When gas falls toward the black hole at the center of the galaxy NGC 4151, the gas heats up and emits ultraviolet radiation, which in turn heats the ring-shaped dust cloud orbiting the black hole at a distance. This causes the dust to emit infrared radiation. The time difference between the light from the black hole and the light from the dust cloud is 30 days.
When gas falls toward the black hole at the center of the galaxy NGC 4151, the gas heats up and emits ultraviolet radiation, which in turn heats the ring-shaped dust cloud orbiting the black hole at a distance. This causes the dust to emit infrared radiation. The time difference between the light from the black hole and the light from the dust cloud is 30 days.
Credit: Artist's illustration: Marie Dyekjær Eriksen

So the study team, led by Sebastian Hönig of the University of Southampton in England (who was working at NBI while performing the research), tried out a different method: geometry.

As NGC 4151's black hole draws in nearby gas, the material gets heated up and releases ultraviolet (UV) radiation. This radiation, in turn, heats up a ring of dust that orbits the black hole, causing the dust to give off infrared radiation.

Observations by Earth-based telescopes have revealed that the time delay between the UV and infrared emission is 30 days. Because the speed of light is known, calculating the distance between the black hole and the dust ring is a relatively straightforward matter.

The researchers used the twin Keck telescopes in Hawaii to measure the angle the dust ring makes in the sky — just 12 millionths of a degree.

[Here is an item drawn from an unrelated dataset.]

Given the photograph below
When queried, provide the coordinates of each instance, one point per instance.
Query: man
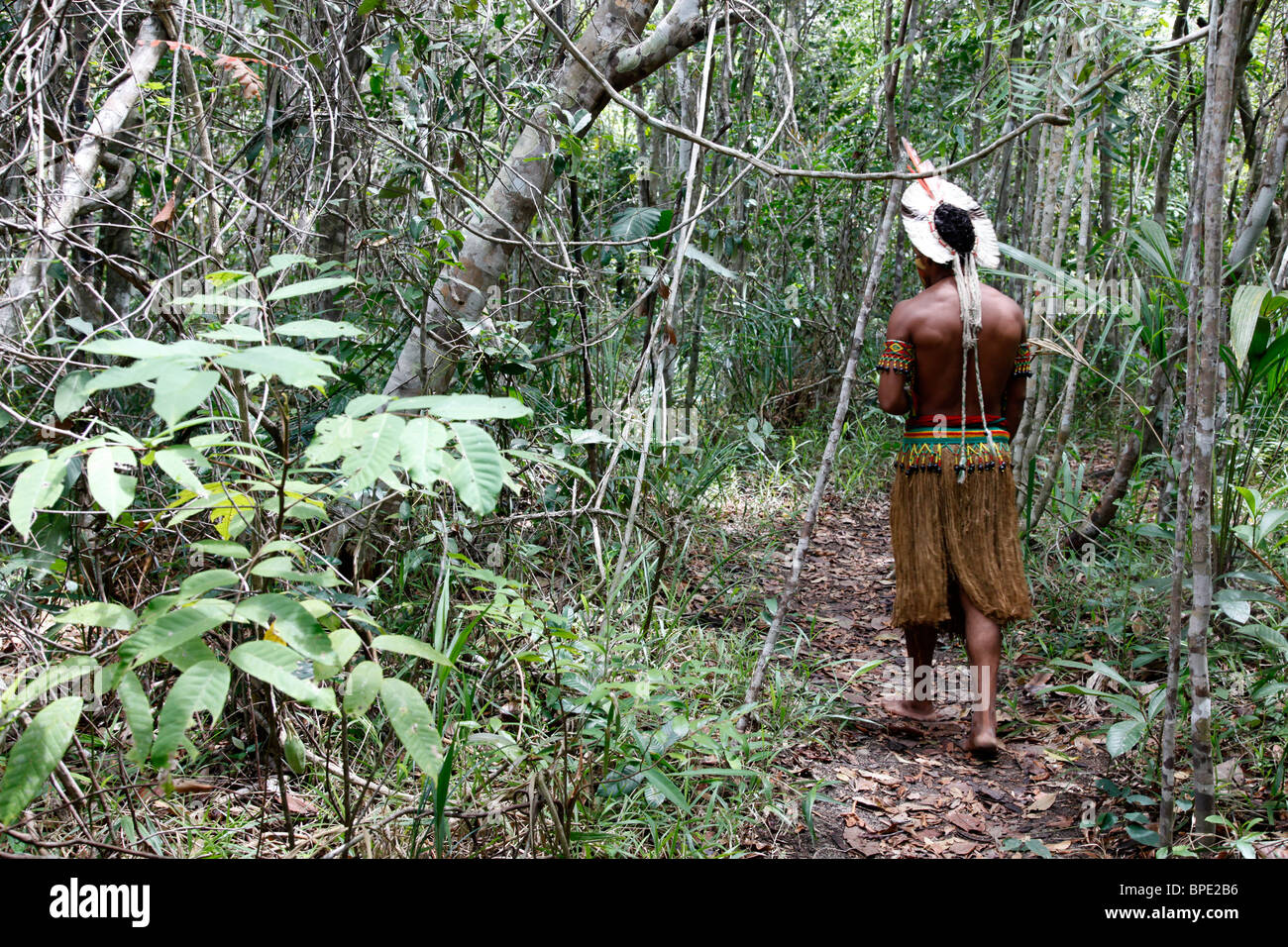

They combined the light collected by both telescopes, using a technique called interferometry. The method resulted in a resolution about 100 times greater than that achieved by NASA's Hubble Space Telescope, researchers said.

The team could then calculate the distance to the Eye of Sauron using geometry. The distance from the black hole to the dust ring forms the base of an isosceles triangle, whose twin long legs are the distance from Earth to either side of the ring; with the angle of the sharp point of the triangle known, the legs' distance can be computed.

The team calculated the distance to NGC 4151 to be 62 million light-years, with an uncertainty of just 13.5 percent or so. This improved precision will help researchers estimate the true heft of supermassive black holes, Watson said.

‪"The calculations of the mass (weight) of the supermassive black holes at the heart of galaxies depends on two main factors: the rotational speed of the stars in the galaxy and how far it is from the black hole to the stars," he said. "The rotational speed can be observed, and the distance from the black hole out to the rotating disc of stars can now be calculated precisely using the new method."

Initial indications suggest that supermassive black hole masses have been underestimated by perhaps 40 percent. Researchers hope to extend their measurements to other active galaxies; the technique could eventually help astronomers better understand the rate at which the universe is expanding, study team members said.

The new study was published online today (Nov. 26) in the journal Nature.